I've heard conflicting information as far as this goes.
Thinking this through- an adversary who's watching the block chain probably knows some inputs and some outputs. As in, these addresses belong to an exchange, these addresses belong to a hosting company.
Okay, fine. Now remember than any user can literally create wallets out of thin air, and in fact doing so is considered basic security hygiene. Let's say Joe User transfers one coin from one wallet to another wallet under their control. Let's say they do this 20 times, sometimes with the full amount, sometimes less.
How does the adversary attach an identity to those transactions?
You have to use your bitcoins someday. Either to buy real currency or real goods. Then you know where the money went TO. Tracing the transactions back (where the money came FROM) is then not a big deal - full history is in the blockchain.
So as long as you don't do a transaction that connects your identity to any bitcoin address, you are fine. but to use bitcoins you are almost always required to do it (its an electronic financial transaction, they are governed by law to have an identity, but of course you can find entities who do not follow these laws).

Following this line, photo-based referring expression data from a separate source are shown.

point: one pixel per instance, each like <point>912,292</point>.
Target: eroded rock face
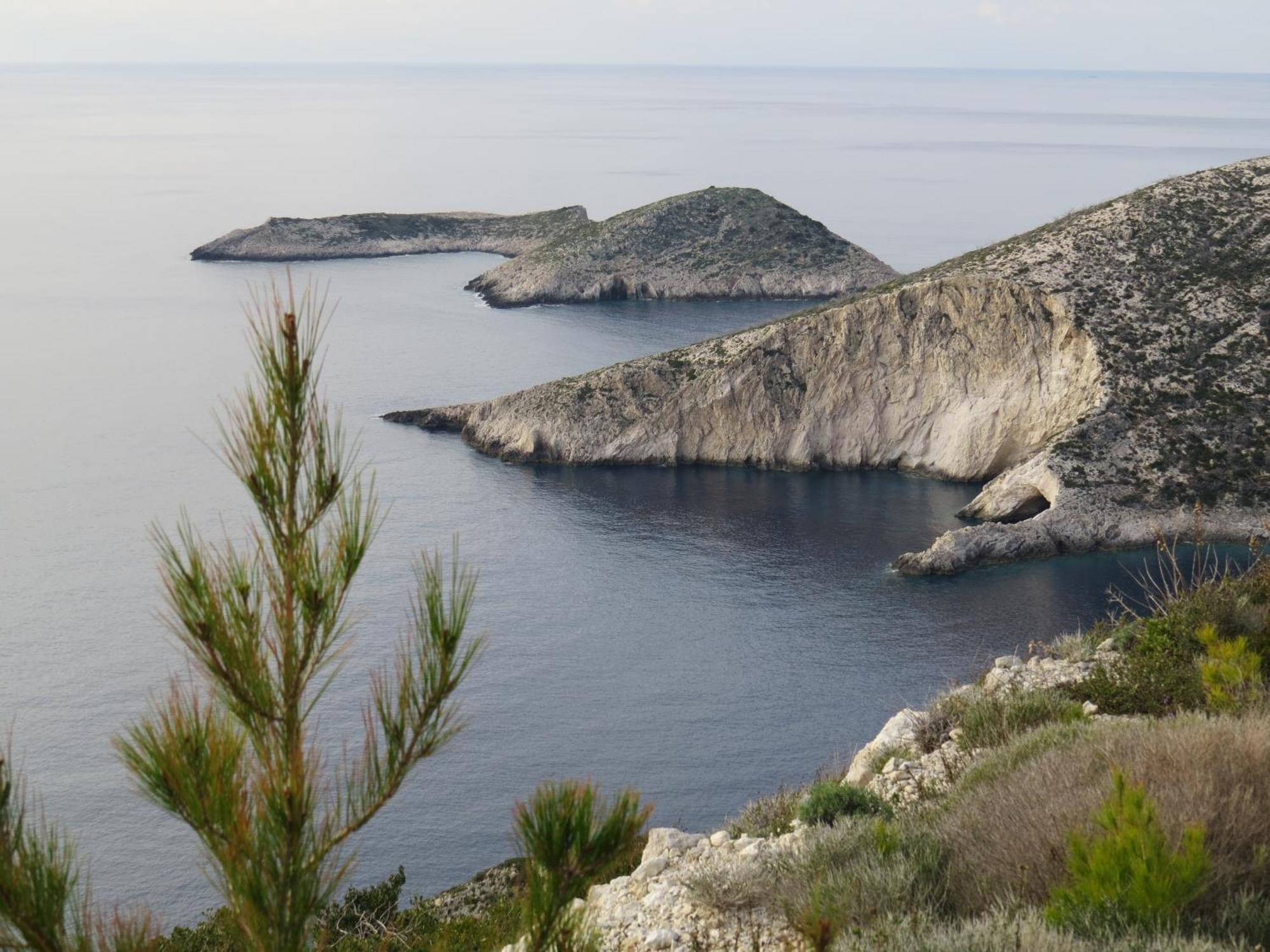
<point>380,235</point>
<point>717,243</point>
<point>956,378</point>
<point>1108,371</point>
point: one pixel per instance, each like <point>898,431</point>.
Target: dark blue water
<point>704,635</point>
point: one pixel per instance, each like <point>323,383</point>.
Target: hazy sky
<point>1094,35</point>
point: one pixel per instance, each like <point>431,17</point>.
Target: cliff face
<point>717,243</point>
<point>918,380</point>
<point>1109,371</point>
<point>382,235</point>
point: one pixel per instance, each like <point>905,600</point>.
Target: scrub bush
<point>1230,671</point>
<point>829,800</point>
<point>1128,876</point>
<point>571,840</point>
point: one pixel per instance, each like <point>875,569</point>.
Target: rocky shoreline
<point>713,244</point>
<point>660,906</point>
<point>384,235</point>
<point>1107,373</point>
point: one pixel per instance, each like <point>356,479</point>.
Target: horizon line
<point>807,68</point>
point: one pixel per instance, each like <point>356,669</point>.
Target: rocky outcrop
<point>383,235</point>
<point>897,769</point>
<point>717,243</point>
<point>916,380</point>
<point>655,908</point>
<point>1107,373</point>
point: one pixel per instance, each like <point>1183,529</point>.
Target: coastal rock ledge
<point>1108,373</point>
<point>718,243</point>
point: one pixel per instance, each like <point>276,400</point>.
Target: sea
<point>704,635</point>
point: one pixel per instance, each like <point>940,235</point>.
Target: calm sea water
<point>702,634</point>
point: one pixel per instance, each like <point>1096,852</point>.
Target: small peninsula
<point>1108,373</point>
<point>380,235</point>
<point>717,243</point>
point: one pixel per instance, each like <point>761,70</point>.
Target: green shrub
<point>901,752</point>
<point>1006,822</point>
<point>1128,876</point>
<point>571,841</point>
<point>1156,676</point>
<point>829,800</point>
<point>364,912</point>
<point>857,871</point>
<point>218,932</point>
<point>1010,931</point>
<point>991,720</point>
<point>1230,671</point>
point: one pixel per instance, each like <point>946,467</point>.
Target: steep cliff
<point>717,243</point>
<point>382,235</point>
<point>1109,370</point>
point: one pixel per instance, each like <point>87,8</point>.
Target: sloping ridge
<point>1109,370</point>
<point>916,380</point>
<point>717,243</point>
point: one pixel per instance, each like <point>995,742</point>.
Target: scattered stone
<point>651,868</point>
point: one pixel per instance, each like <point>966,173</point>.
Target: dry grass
<point>1009,835</point>
<point>732,887</point>
<point>1012,932</point>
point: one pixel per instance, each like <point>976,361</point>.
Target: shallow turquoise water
<point>702,634</point>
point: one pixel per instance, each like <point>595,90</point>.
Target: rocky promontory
<point>718,243</point>
<point>379,235</point>
<point>1107,373</point>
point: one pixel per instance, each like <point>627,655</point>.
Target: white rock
<point>651,868</point>
<point>661,939</point>
<point>667,840</point>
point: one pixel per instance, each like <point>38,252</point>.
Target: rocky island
<point>1107,373</point>
<point>717,243</point>
<point>382,235</point>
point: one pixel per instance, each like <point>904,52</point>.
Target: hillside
<point>1108,373</point>
<point>378,235</point>
<point>717,243</point>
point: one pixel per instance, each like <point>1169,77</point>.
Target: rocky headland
<point>718,243</point>
<point>379,235</point>
<point>1107,373</point>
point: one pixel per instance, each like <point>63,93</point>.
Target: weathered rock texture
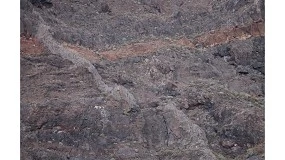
<point>142,79</point>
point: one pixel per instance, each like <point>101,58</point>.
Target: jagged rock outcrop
<point>142,79</point>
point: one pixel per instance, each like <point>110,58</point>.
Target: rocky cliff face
<point>142,79</point>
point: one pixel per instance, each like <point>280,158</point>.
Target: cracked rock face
<point>142,79</point>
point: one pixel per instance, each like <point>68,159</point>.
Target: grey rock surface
<point>142,79</point>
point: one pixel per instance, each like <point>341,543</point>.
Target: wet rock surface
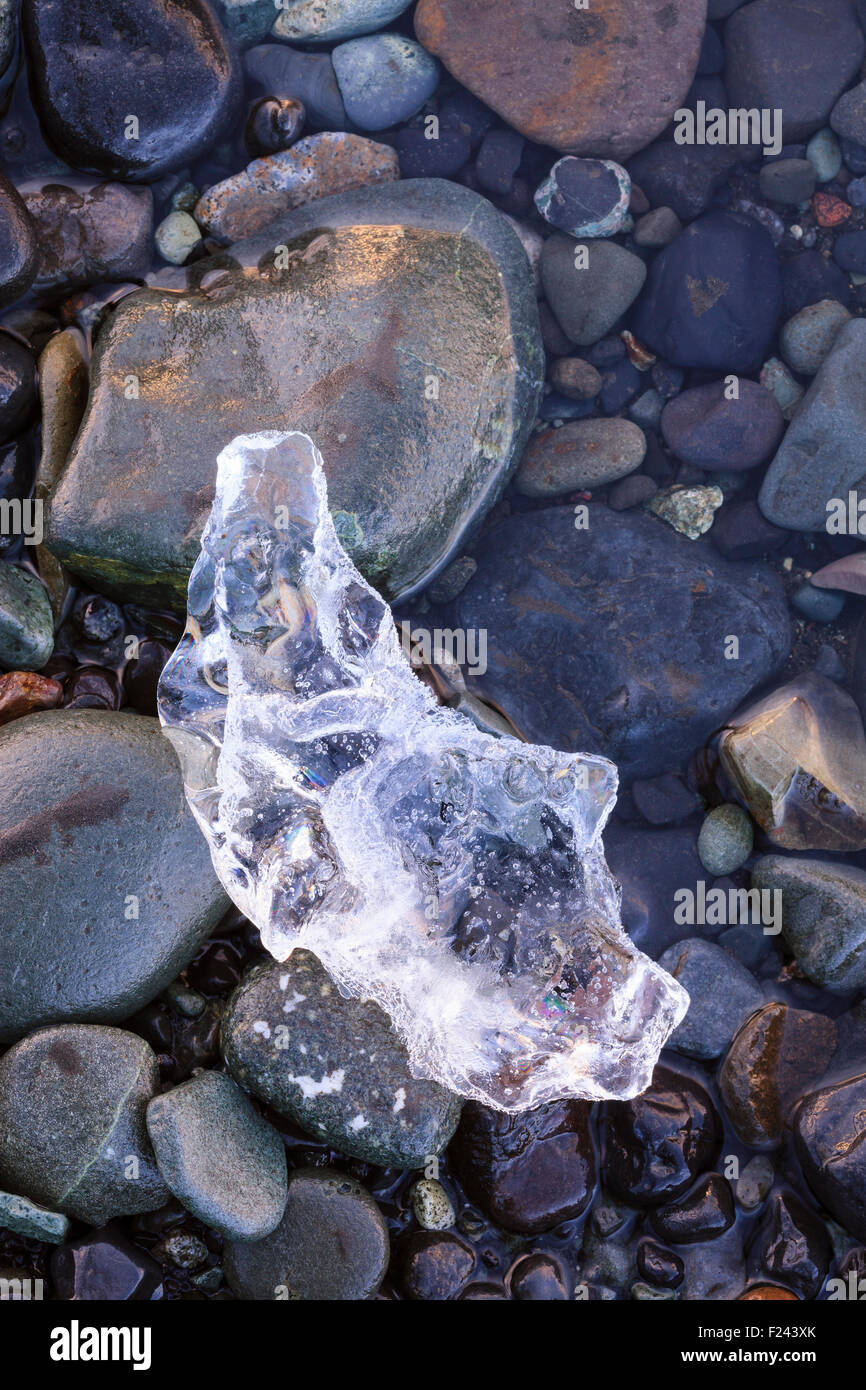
<point>609,99</point>
<point>181,96</point>
<point>544,570</point>
<point>474,334</point>
<point>334,1065</point>
<point>530,167</point>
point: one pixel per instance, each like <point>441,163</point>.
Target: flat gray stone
<point>722,993</point>
<point>823,916</point>
<point>106,883</point>
<point>72,1134</point>
<point>264,348</point>
<point>331,1246</point>
<point>220,1158</point>
<point>27,626</point>
<point>822,453</point>
<point>334,1065</point>
<point>29,1219</point>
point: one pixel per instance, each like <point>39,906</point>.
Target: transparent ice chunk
<point>455,877</point>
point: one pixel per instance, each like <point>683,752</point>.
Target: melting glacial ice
<point>455,877</point>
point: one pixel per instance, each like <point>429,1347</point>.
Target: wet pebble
<point>531,1171</point>
<point>218,1157</point>
<point>772,1062</point>
<point>384,79</point>
<point>660,1141</point>
<point>585,198</point>
<point>585,453</point>
<point>722,995</point>
<point>72,1133</point>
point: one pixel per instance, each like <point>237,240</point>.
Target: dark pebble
<point>790,1246</point>
<point>435,1265</point>
<point>631,492</point>
<point>431,159</point>
<point>659,1266</point>
<point>498,160</point>
<point>17,387</point>
<point>850,252</point>
<point>104,1266</point>
<point>656,1144</point>
<point>706,1211</point>
<point>18,252</point>
<point>665,799</point>
<point>830,1136</point>
<point>273,124</point>
<point>808,280</point>
<point>713,296</point>
<point>92,687</point>
<point>86,70</point>
<point>538,1279</point>
<point>742,533</point>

Only as you say if you convert them into a "real" currency. If they only used their Bitcoin to purchase goods (such as VPS) which was not tied to a physical address, then they could still remain anonymous.
As for where the Bitcoins came from, I'm sure the author of this document would have some digital assets they could sell on the darknet to acquire some Bitcoin. Where those Bitcoin originated then would not be their problem.
Nobody that I can remember has been able to identify the large bitcoin thefts over the years by tracking the coins, those people cashed out somehow. However the SEC filing on Pirateat40's ponzi scheme was remarkably detailed, they were able to track every single coin he received and prove he spent it on himself.
I would imagine others use JoinMarket to mix up the coins[1], use coin control[2] to exchange for other cryptocurrency p2p, or other obfuscation methods like buying up high demand items with bitcoin then selling them remotely for other bitcoins.
Just by following the flow of the money between wallets? Assuming that at least one of the wallets can be connected to an identity, guessing that the others belong to the same person shouldn't be too difficult, just by observing transaction patterns.